Après courrier d'avertissement, l'internaute pris en défaut (où plus exactement le titulaire de la ligne) verra son accès Internet coupé pour une durée d'un mois à un an. Avec interdiction de se réabonner à un autre service d'accès. Le non respect de cette interdiction sera sanctionné d'une amende pouvant aller jusqu'à 3750 euros. En revanche, les services de téléphonie et de télévision transitant par la même ligne téléphonique devront continuer à être fournis. Ce qui ne va pas faciliter le travail des opérateurs auquel l'internaute concerné devra continuer de payer son abonnement mensuel.

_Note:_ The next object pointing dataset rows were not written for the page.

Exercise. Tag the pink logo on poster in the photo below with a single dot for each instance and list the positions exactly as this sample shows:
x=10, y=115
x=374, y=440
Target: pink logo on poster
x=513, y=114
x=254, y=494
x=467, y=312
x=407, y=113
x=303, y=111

Les opposants à la loi ne manquent pas de mettre en avant l'inapplicabilité du projet et les risques d'erreurs (via le piratage des lignes ou l'usurpation des adresses IP sur lesquelles se baseront les prestataires chargés de surveiller les réseaux) qui pourraient en découler. Dans ce cadre, signalons l'ouvrage La bataille Hadopi écrit par un collectif d'une quarantaine d'experts et de personnalités (dont Jacques Attali, Patrick Bloche, Jérôme Bourreau-Guggenheim, Daniel CohnBendit, Benoit Sibaud, Richard M. Stallman.) qui entend dénoncer un « arsenal de répression couteux qui ne rapportera pas un centime supplémentaire aux créateurs et plongera l'internaute dans une insécurité juridique totale ».
D'autres insistent sur l'aspect obsolète de l'Hadopi. Les internautes n'ayant pas attendus l'instauration de la loi pour chercher d'autres moyens plus discrets que les réseaux P2P pour continuer à échanger ou consommer des contenus. Que ce soit par des services de streaming(diffusion des contenus à la volée tels que Megavidéo) ou de partage privés (soit par des réseaux chiffrés VPN payants ou des réseaux anonymes de confiance type Freenet et ses dérivés) ou encore l'usage de proxy qui cachent l'adresse IP de l'utilisateur (TOR.).
Il restera donc à vérifier l'efficacité de l'aspect pédagogique (ou de la peur du gendarme) d'Hadopi qui incite au développement d'offres légales simples à utiliser. Offres pourtant actuellement mises en oeuvre par les fournisseurs d'accès à travers leurs services de vidéos à la demande ou de forfaits de musique.
En attendant, il reste à publier les décrets d'application. Ceux-là doivent préciser le point concernant « la négligence caractérisée » induite par la loi et qui marque l'absence de sécurisation de l'usage du Net (notamment via l'installation d'un système de contrôle parental pour maîtriser la navigation des plus jeunes). La question de la défense des contrevenants sera également à préciser. La procédure accélérée proposée dans la première version de la loi (retoquée par le Conseil constitutionnel) devra faire place à une enquête approfondie. Quant à la Haute autorité, elle devrait être créée en novembre. Les première lettres d'avertissement sont attendues début 2010.